Boerhaave syndrome refers to an esophageal rupture secondary to forceful vomiting and retching.
It tends to be more prevalent in males, with alcoholism a risk factor. The estimated incidence is ~ 1:6000.
They are often associated with the clinical triad (Mackler's triad) of vomiting, chest pain and subcutaneous emphysema. Other symptoms include epigastric pain, back pain, dyspnea and shock. This condition was universally fatal before the age of surgery.
It is thought to occur due to a forceful ejection of gastric contents in an unrelaxed esophagus against a closed upper esophageal sphincter/cricopharyngeus. The tears are vertically oriented, 1-4 cm in length. Approximately 90% occur along the left posterolateral wall of the distal esophagus, 3-6 cm above the esophageal hiatus of the diaphragm 10.
Chest radiograph findings are often non-specific, and the radiograph may be normal. The classic chest radiographic findings include pneumomediastinum, left pleural effusion and left pneumothorax. Gas may also be seen with the soft tissue spaces of the chest wall and the neck.
Another sign that may be present is the Naclerio V sign, which describes a focal, sharply marginated region of paraspinal radiolucency in on the left side immediately above the diaphragm 3.
On contrast swallow:
- up to 10% of patients have a false negative result 3,10
- may directly demonstrate contrast medium leakage, often at a supradiaphragmatic level
- submucosal contrast collections
- oesophagopleural fistula
Features reported on unenhanced CT scans include the presence intramural hematoma with a typical localization and peri-esophageal air collections indicating esophageal perforation 2. Post contrast CT imaging may show direct contrast leakage/tracks and esophageal wall thickening.

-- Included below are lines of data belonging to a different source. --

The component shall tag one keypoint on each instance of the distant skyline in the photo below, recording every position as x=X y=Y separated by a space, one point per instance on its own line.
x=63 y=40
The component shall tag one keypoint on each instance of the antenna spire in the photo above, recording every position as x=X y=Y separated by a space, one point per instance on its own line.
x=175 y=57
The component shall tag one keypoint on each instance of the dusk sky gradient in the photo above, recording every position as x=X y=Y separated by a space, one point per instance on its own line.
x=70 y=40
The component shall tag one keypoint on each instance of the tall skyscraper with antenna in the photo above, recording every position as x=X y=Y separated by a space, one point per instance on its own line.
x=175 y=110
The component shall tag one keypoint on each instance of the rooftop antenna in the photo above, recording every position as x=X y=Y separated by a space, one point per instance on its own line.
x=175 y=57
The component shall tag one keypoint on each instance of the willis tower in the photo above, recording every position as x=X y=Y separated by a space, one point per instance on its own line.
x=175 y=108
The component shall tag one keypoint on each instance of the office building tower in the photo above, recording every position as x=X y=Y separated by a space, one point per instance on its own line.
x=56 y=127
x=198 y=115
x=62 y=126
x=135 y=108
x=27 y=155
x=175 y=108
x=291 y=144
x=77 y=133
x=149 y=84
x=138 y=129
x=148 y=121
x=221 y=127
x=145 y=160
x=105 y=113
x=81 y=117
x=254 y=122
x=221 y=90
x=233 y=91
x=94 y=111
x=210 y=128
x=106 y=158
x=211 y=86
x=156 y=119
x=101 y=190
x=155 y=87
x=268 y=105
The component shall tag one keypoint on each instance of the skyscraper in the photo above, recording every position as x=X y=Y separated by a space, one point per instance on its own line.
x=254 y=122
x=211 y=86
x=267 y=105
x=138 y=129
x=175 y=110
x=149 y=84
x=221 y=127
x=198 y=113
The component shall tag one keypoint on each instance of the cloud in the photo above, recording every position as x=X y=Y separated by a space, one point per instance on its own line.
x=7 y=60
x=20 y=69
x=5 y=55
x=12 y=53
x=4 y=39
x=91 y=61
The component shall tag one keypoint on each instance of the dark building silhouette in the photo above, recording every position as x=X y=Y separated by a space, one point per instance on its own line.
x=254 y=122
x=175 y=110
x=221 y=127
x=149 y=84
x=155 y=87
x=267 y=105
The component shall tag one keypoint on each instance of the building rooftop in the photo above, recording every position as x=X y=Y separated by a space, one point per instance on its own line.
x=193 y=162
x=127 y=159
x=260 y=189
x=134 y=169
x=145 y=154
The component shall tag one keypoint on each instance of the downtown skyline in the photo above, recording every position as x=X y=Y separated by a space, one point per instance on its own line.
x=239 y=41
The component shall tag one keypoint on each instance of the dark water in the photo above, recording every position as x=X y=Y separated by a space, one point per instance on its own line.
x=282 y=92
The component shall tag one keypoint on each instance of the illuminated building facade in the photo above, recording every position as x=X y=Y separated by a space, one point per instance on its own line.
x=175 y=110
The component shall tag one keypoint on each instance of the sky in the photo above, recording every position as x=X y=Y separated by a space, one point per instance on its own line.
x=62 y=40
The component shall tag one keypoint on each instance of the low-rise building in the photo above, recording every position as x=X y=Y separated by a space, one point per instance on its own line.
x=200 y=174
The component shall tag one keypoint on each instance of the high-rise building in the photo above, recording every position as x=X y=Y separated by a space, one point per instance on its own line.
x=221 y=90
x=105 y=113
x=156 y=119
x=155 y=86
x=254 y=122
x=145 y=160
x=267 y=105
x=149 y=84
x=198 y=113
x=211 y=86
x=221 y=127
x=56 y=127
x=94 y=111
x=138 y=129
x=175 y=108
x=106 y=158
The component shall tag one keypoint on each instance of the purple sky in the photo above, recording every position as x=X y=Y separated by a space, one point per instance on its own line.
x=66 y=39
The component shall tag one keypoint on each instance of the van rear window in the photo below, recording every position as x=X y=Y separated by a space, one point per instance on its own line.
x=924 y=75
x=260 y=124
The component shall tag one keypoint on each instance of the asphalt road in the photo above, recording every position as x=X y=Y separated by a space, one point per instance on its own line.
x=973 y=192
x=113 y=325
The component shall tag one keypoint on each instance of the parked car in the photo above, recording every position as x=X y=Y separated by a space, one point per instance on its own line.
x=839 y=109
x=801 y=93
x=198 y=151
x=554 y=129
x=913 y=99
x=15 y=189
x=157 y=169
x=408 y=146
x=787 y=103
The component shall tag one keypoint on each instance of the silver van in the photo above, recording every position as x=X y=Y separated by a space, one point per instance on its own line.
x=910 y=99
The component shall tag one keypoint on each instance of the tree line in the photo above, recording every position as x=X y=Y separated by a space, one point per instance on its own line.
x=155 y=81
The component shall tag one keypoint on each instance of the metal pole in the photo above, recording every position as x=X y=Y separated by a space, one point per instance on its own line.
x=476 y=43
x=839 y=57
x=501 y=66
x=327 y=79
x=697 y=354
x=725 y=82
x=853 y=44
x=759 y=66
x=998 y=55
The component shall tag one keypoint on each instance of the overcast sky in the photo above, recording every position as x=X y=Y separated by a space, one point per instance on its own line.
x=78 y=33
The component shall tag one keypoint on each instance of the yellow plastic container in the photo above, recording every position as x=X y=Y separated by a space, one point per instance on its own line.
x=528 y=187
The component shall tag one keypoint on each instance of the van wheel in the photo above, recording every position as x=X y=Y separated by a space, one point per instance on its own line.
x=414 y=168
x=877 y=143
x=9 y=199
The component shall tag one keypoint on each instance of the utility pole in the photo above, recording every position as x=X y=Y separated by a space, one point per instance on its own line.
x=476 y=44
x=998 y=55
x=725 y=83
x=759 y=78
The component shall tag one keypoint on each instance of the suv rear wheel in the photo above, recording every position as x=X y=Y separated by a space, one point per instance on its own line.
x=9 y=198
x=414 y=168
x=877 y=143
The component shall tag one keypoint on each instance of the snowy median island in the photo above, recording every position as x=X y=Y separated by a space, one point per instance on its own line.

Other reported findings include:
- the presence of peri-aortic air tracks
- pneumothorax: has a left sided predilection
- pleural effusion: usually left sided
- mediastinal fluid collections
- oral contrast extravasation from the esophagus
- esophageal wall thickening 6
- gas within soft tissue spaces of the chest wall and neck, and around the great vessels
- gas extending into spinal epidural, peritoneal and retroperitoneal spaces
- esophageal perforation from iatrogenic injury
- Mallory-Weiss tear: partial thickness tear
- epiphrenic diverticulum: mimicking pneumomediastinum
- esophageal or pulmonary malignancy causing oesophagopleural fistula
Treatment and prognosis
Mediastinal infection and sepsis can be life-threatening (mortality as high as 35% 1), especially if there is a delay in diagnosis. Surgery is the gold standard treatment. However, there is an emerging use of conservative methods, namely esophageal stenting. Mortality can be as low as 6.2% when identified and treated in the first 24 hours 11.
History and etymology
It is named after Hermann Boerhaave (1668-1738), a Dutch professor of clinical medicine 4,8. The syndrome was described after the case of Dutch Admiral Baron Jan von Wassenaer, who died of the condition.